1. My 35HP Johnson is mixed 50:1 and it fires right up and runs great.

2. I have been riding 2 stroke bikes since I was a kid, and the rule was it's always better to foul a plug than to blow a motor. Based on that, I always mix my Johnson 50:1, plus a "nip" for the angels.


----------



## hardwatergrampa (Jun 23, 2008)

i have a 1978 25 hp johnson in what year did they start running 50-1iam running 40-1 but still getting some smoke back


----------



## bassboy1 (Jun 23, 2008)

1964 was the first year for 50:1. But, on some of the small ones (under 6 hp or so) before about 1970, I would still run 40:1, due to the bronze sleeve bearings that weren't quite capable of 50:1 for many years. Your 1978 25 will be just fine on 50:1.


----------



## ACarbone624 (Jun 23, 2008)

My 1961 Evinrude Sportwin is 100:1


----------



## bassboy1 (Jun 23, 2008)

Acarbone, show me something that says that, because quite frankly, and no offense, I don't believe you.


----------



## ACarbone624 (Jun 23, 2008)

I don't have anything that says that....the PO told me thats what it was when I bought it last year. What should it be?


----------



## Waterwings (Jun 24, 2008)

:-k Fellows, I don't know what it should be, 50 or 100, however, bassboy1 do you have a motor Manual# or something that ACarbone can lookup online (an Evinrude site for older motors perhaps) to reference when needed?


----------



## bassboy1 (Jun 24, 2008)

What hp is your motor Mr. Anthony? Theoretically, it should be 24:1, but some gurus say the 18 and above motors can run 40:1. The guy in this link has that opinion. I am not sure where I fall on that topic, as I don't yet have one of those motors. 
This guy has a pretty good one, as I have not yet found a better written one. Most of this sort of information has to be picked up through various obsolete manuals and other channels, and compiled in my head. 
https://forums.iboats.com/showthread.php?t=158072


----------



## bassboy1 (Jun 24, 2008)

Oh, sorry if I sounded a little offensive. Probably overdid that......


----------



## ACarbone624 (Jun 24, 2008)

10 HP


----------



## tholdah (Jun 24, 2008)

bassboy1 said:


> 1964 was the first year for 50:1. But, on some of the small ones (under 6 hp or so) before about 1970, I would still run 40:1, due to the bronze sleeve bearings that weren't quite capable of 50:1 for many years. Your 1978 25 will be just fine on 50:1.

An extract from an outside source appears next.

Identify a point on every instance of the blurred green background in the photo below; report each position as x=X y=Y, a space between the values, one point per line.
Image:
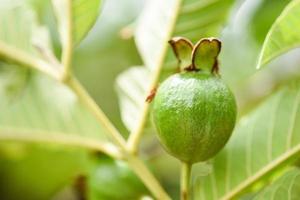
x=37 y=172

Bassboy...What are you a walking repair manual?


----------



## hardwatergrampa (Jun 24, 2008)

hay thanks for the help


----------



## bassboy1 (Jun 24, 2008)

tholdah said:


> bassboy1 said:
> 
> 
> > 1964 was the first year for 50:1. But, on some of the small ones (under 6 hp or so) before about 1970, I would still run 40:1, due to the bronze sleeve bearings that weren't quite capable of 50:1 for many years. Your 1978 25 will be just fine on 50:1.
> ...


Not quite. You find something you love, and spend a lot of time reading about it, and working on them, pretty soon, it starts to stick. Quite frankly, I read manuals as a pleasure read.... :shock: 


ACarbone, your '61 10 horse should be 24:1. I am amazed it has lasted as long as it has with 100:1, as that is a very significant difference.


----------



## ACarbone624 (Jun 24, 2008)

I wonder how long it has ran like that.......It always smoked when it runs so I thought it was right. Lucky I don't use it a lot. I guess I better add some more oil to my tank. Thanks for the help!


----------



## papasage (Jul 25, 2008)

the 100 might be the oil and the 1 the gass :shock:


----------



## bAcKpAiN (Jul 26, 2008)

Easy there we are all friends here.  
My 82' 25HP Johnson seahorse calls for a 50:1 mix.


----------